Find the Z scores and determine if there are any outliers.

Answer to Problem 1PS

The Z scores are,

$\begin{array}{cc}X& Z\text{ score}\\ 7& 0.34\\ 4& -0.68\\ 9& 1.03\\ 8& 0.68\\ 2& -1.37\end{array}$

There are no outliers in the data set.

Explanation of Solution

The formula for Z score is defined as,

$Z=\frac{X-\overline{X}}{S}$

Use this formula and the obtained values $S=2.92,\overline{X}=6$ to calculate the Z scores for all the values of the data set.
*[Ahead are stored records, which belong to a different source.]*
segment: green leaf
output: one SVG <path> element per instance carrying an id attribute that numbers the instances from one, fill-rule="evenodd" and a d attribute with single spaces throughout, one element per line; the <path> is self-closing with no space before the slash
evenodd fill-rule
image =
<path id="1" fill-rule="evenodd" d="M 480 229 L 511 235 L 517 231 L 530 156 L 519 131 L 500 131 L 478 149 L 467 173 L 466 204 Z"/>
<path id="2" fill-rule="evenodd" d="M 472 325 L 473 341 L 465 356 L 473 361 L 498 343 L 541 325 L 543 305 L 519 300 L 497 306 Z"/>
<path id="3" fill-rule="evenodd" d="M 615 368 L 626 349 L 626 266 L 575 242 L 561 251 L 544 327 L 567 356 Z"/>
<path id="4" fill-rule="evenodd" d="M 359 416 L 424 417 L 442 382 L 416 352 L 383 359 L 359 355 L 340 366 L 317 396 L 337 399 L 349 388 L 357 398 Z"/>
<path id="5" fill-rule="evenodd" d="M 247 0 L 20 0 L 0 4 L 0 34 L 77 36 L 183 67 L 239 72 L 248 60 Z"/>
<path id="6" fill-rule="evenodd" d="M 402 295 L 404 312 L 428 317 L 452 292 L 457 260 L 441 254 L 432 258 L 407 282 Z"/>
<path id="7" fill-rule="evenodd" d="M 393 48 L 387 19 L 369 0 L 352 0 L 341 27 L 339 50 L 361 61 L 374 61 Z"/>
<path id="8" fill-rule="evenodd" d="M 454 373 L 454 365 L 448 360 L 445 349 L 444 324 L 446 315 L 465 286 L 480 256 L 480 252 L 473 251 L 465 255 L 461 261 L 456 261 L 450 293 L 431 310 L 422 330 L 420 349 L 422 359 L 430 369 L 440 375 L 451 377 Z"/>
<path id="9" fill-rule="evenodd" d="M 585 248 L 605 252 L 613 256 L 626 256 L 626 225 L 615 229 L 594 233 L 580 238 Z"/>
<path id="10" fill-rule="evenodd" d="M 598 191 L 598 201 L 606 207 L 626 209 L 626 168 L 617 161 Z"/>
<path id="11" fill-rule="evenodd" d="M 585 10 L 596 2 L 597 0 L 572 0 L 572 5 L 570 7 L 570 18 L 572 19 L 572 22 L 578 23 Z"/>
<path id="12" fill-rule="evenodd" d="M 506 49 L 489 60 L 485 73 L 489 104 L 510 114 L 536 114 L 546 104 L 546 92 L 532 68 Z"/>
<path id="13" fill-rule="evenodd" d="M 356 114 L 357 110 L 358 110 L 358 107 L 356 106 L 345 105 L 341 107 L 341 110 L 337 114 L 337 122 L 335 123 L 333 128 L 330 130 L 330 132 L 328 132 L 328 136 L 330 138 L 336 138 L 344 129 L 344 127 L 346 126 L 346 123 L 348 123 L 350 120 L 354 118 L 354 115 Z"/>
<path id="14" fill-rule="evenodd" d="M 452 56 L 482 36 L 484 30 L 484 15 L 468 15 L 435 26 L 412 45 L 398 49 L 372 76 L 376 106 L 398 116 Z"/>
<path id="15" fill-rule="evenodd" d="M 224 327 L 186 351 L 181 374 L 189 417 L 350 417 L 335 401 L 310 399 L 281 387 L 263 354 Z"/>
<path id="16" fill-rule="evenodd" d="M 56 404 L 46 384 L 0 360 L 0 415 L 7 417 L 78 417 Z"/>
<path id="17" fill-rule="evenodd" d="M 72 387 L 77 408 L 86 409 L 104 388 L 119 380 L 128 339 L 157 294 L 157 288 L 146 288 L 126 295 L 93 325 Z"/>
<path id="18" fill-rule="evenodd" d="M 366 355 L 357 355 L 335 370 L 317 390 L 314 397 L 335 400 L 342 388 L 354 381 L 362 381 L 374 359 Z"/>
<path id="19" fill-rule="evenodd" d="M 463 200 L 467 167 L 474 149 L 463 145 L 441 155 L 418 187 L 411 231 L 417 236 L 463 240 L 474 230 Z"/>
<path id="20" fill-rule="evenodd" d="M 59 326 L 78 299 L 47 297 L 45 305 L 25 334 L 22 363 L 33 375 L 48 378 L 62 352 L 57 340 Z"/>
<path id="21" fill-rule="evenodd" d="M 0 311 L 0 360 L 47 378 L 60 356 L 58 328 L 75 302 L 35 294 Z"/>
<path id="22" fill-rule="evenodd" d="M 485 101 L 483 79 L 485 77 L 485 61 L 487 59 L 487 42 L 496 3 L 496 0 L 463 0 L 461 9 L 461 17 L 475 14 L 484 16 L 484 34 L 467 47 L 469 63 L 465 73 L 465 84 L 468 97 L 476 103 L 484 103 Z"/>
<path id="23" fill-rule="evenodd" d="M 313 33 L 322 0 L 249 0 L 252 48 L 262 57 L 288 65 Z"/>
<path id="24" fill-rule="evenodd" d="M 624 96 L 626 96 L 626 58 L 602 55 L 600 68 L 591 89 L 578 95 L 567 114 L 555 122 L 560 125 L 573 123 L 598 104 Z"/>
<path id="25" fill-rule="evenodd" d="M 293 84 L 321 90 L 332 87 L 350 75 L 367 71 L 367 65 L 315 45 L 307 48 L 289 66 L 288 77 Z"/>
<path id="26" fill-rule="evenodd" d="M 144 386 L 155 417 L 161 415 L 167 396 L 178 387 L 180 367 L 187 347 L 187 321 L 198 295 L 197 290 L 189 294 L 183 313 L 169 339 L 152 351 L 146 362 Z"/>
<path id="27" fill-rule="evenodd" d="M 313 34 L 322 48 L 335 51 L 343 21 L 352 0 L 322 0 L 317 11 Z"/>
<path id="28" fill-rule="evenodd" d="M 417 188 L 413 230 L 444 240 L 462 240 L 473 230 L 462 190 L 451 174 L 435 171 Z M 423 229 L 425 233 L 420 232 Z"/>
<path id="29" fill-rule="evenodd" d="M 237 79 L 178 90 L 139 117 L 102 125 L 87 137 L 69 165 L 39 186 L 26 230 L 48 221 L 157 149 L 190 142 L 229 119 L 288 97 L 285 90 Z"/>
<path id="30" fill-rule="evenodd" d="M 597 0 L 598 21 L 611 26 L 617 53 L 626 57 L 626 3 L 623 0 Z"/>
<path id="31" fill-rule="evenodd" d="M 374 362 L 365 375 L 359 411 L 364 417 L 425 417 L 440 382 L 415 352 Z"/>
So, the Z scores are calculated as,

$\begin{array}{cc}X& Z=\frac{X-6}{2.92}\\ 7& 0.34\\ 4& -0.68\\ 9& 1.03\\ 8& 0.68\\ 2& -1.37\end{array}$

The largest Z score is $1.08$ which corresponds to the value 9. The smallest Z score is $-1.37$ which corresponds to the value 2. The Z scores show that none of the Z scores is less than $-3.0$ or greater than $+3.0$ and, hence, there are no potential outliers.

To determine

Explain the shape of the data set.

Answer to Problem 1PS

The distribution of data is negative or left-skewed.

Explanation of Solution

The mean is obtained as $6$ , and the median is obtained as $7$ in part (a). The distribution of the data is said to be left skewed if mean is less than median.

Here the mean value (6) is less than the median value (7). So, the data distribution is negative or left-skewed distribution.